Mank (David Fincher, Estados Unidos, 2020) - cin. Erik Messerschmidt




Mank possui a receita completa para uma boa noite de Oscars: 1. Trata de Hollywood. 2. trata de Hollywood com protagonista falando em acento britânico, volta e meia. 3. É nostálgico, anedótico, um pouco superficial ao historiar Hollywood, do jeito que o Diabo e Hollywood gostam. 4. está posto numa sedosa cinematografia em preto e branco [durante algum tempo, até meados dos 1960 havia prêmios separados: para melhor fotografia em cores, e para melhor fotografia em preto e branco]; 5. trata da classe de profissionais mais respeitada internamente, nos corredores dos estúdios: escritores. 6. Quase todos esses profissionais são judeus e de esquerda. Do jeito que Hollywood aprecia, quando se predispõe a versar sobre política: uma leve queda pró-socialismo.


A candidez com que Hollywood costuma tratar de si é comovente. Parece com a fórmula de Álvaro de Campos: "Nunca conheci quem tivesse levado porrada". Os heróis de Hollywood sempre estão do lado certo. Olímpicos até em seus excessos: concupiscência, pedofilia, venalidade, cupidez, drogas, jogo, topar tudo por dinheiro. Mesmo os casos de alcoolismo, como o de Mank, rendem invariavelmente cenas charmosas. Bêbados que caem na medida. Pois até a falta de equilíbrio desses heróis é prontamente atenuada por certo ballet mecânico que lembra o slapstick. É o que acontece quando Mank (Gary Oldman) desce de um conversível bêbado como um gambá. Vai despencar na calçada. Mas há providencialmente, à sua espera, um porta-malas e um carregador que acolhem seu corpo zonzo e o conduzem incólume ao quarto de hotel. Por toda parte há uma destreza em se desfazer de embaraços que lembra cenas de Keaton, Chaplin, Lloyd, Laurel e Hardy. Uma espécie de continuidade mecânica que preenche o universo como um selo de organização e americanidade.

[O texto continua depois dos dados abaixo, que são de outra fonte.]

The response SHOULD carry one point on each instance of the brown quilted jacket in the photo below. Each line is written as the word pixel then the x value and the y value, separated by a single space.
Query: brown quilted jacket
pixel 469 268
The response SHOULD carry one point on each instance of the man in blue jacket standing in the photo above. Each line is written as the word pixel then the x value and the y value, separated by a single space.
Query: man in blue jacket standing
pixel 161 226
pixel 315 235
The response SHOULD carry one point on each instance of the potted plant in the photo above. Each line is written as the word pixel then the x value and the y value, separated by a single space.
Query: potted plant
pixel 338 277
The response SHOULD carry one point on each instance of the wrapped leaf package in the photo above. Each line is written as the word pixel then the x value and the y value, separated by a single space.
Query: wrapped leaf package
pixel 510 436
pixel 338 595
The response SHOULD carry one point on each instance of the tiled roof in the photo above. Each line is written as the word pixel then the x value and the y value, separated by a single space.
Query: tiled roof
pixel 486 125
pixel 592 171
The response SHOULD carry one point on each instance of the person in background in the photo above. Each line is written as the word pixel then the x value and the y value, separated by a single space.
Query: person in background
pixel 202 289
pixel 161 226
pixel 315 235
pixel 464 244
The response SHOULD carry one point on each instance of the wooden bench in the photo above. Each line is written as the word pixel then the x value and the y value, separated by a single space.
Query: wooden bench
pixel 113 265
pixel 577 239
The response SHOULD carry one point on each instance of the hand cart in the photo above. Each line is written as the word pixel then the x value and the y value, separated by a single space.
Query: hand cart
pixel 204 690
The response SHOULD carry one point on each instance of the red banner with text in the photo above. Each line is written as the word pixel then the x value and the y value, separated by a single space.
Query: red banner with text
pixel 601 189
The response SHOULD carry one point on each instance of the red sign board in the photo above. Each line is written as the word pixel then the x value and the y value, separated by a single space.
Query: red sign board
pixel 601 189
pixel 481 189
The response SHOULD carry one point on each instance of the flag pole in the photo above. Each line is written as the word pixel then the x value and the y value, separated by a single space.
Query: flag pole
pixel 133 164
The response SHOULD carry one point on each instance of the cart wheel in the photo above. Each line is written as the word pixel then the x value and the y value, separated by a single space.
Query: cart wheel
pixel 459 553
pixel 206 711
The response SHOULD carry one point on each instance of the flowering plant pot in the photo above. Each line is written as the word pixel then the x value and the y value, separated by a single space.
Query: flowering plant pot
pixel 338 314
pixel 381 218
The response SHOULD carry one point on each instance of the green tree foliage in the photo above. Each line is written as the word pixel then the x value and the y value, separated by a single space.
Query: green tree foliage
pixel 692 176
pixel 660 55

Politicamente, os biografados enquanto bêbados também desembaraçam-se bem: estão do lado certo. São empedernidos anti-hitleristas com simpatias pela esquerda. Notem que não há cinebiografias do pessoal da direita. Mesmo que contem entre os maiores. Ou tenha sido um ator de direita, mais presente em filmes B, o único que logrou atingir o topo da hierarquia política fora de Hollywood: Ronald Reagan. Não se vê gente como Elia Kazan, Lee J. Cobb ou John Wayne nos filmes: consorciando-se com o Comitê de atividades anti-comunistas, delatando colegas, fomentando o ambiente de caça às bruxas, etc. Trabalhando do lado da situação, nos anos do macartismo. Porque não há uma cinebiografia sobre Kazan, p. ex. Isto, a despeito de suas memórias, numa autobiografia, serem das mais extraordinárias. Ou de ele ter sido uma figura exponencialmente mais ressonante que Mank.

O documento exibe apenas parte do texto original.